How different can two intersecting families be? (Q2571264)

Summary: To measure the difference between two intersecting families \({\mathcal F}, {\mathcal G} \subseteq 2^{[n]}\) we introduce the quantity \(D({\mathcal F} ,{\mathcal G})=|\{ (F,G):F \in {\mathcal F}\), \(G \in {\mathcal G}\), \(F\cap G =\emptyset \}|\).
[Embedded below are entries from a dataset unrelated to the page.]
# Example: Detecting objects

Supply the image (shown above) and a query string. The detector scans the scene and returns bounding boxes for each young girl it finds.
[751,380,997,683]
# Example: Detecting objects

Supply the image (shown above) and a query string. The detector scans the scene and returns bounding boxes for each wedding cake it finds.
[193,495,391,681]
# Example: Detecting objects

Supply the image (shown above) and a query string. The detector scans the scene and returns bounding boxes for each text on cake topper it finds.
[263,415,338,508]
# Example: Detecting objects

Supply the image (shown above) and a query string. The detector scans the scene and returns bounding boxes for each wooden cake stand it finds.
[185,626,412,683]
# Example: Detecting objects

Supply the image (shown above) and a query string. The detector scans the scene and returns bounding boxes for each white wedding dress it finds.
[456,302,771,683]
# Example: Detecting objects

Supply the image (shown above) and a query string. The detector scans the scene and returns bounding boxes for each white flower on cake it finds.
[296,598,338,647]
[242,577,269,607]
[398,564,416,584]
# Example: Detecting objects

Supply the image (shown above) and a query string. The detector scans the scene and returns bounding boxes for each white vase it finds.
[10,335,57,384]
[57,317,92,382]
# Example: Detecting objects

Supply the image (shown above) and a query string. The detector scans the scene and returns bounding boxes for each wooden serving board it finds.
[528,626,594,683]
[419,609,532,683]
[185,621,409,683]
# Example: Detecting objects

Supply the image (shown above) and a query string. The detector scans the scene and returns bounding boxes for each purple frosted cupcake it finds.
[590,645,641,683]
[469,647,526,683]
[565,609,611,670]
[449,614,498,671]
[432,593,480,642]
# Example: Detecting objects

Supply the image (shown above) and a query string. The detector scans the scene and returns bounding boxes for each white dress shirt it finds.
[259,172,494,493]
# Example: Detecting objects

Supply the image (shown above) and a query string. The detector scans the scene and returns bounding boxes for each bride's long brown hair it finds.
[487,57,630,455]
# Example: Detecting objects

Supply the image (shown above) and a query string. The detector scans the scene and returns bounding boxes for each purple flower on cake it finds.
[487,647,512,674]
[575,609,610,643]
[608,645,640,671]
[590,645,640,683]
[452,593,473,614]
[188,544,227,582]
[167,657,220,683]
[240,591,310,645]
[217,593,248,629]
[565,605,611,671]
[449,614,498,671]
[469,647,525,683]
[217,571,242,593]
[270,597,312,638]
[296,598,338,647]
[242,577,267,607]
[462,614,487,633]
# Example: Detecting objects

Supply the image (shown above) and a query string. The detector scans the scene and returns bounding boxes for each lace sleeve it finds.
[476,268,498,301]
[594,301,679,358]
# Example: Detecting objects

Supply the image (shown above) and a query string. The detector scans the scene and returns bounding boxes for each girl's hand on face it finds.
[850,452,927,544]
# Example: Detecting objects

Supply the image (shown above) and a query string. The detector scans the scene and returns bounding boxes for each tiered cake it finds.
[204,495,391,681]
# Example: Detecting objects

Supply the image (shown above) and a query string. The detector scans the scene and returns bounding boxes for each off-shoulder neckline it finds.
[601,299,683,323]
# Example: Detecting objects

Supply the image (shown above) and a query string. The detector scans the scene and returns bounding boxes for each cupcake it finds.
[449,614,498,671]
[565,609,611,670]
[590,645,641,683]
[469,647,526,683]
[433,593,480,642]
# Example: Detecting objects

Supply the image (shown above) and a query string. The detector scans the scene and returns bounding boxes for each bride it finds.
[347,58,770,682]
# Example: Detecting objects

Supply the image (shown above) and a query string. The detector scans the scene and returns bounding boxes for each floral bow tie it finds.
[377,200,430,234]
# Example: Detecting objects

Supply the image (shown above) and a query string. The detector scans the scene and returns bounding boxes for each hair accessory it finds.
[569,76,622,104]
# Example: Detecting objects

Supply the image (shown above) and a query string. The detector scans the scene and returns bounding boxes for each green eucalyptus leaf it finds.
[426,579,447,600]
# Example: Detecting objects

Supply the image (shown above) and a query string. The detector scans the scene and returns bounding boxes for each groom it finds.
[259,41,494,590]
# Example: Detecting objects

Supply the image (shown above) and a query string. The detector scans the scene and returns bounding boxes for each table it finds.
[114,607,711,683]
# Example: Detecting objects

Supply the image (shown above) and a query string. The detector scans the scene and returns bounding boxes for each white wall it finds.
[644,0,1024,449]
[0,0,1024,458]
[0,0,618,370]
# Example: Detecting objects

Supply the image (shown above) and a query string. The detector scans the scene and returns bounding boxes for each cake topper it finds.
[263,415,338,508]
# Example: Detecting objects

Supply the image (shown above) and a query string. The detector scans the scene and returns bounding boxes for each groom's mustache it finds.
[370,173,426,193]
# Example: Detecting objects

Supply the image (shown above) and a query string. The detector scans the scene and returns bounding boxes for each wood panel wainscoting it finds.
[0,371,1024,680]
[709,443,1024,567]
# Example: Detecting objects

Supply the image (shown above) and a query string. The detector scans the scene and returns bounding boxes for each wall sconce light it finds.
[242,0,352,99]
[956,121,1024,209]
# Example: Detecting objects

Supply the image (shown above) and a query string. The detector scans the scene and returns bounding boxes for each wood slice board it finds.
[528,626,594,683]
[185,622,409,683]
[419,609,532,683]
We prove that if \({\mathcal F}\) is \(k\)-uniform and \({\mathcal G}\) is \(l\)-uniform, then for large enough \(n\) and for any \(i \neq j\) \({\mathcal F}_i=\{F \subseteq [n]: i \in F\), \(|F|=k \}\) and \({\mathcal F}_j=\{F \subseteq [n]: j \in F\), \(|F|=l\}\) form an optimal pair of families (that is \(D({\mathcal F},{\mathcal G}) \leq D({\mathcal F}_i,{\mathcal F}_j)\) for all uniform and intersecting \({\mathcal F}\) and \({\mathcal G}\)), while in the non-uniform case any pair of the form \({\mathcal F}_i=\{F \subseteq [n]: i \in F \}\) and \({\mathcal F}_j=\{F \subseteq [n]: j \in F\}\) is optimal for any \(n\).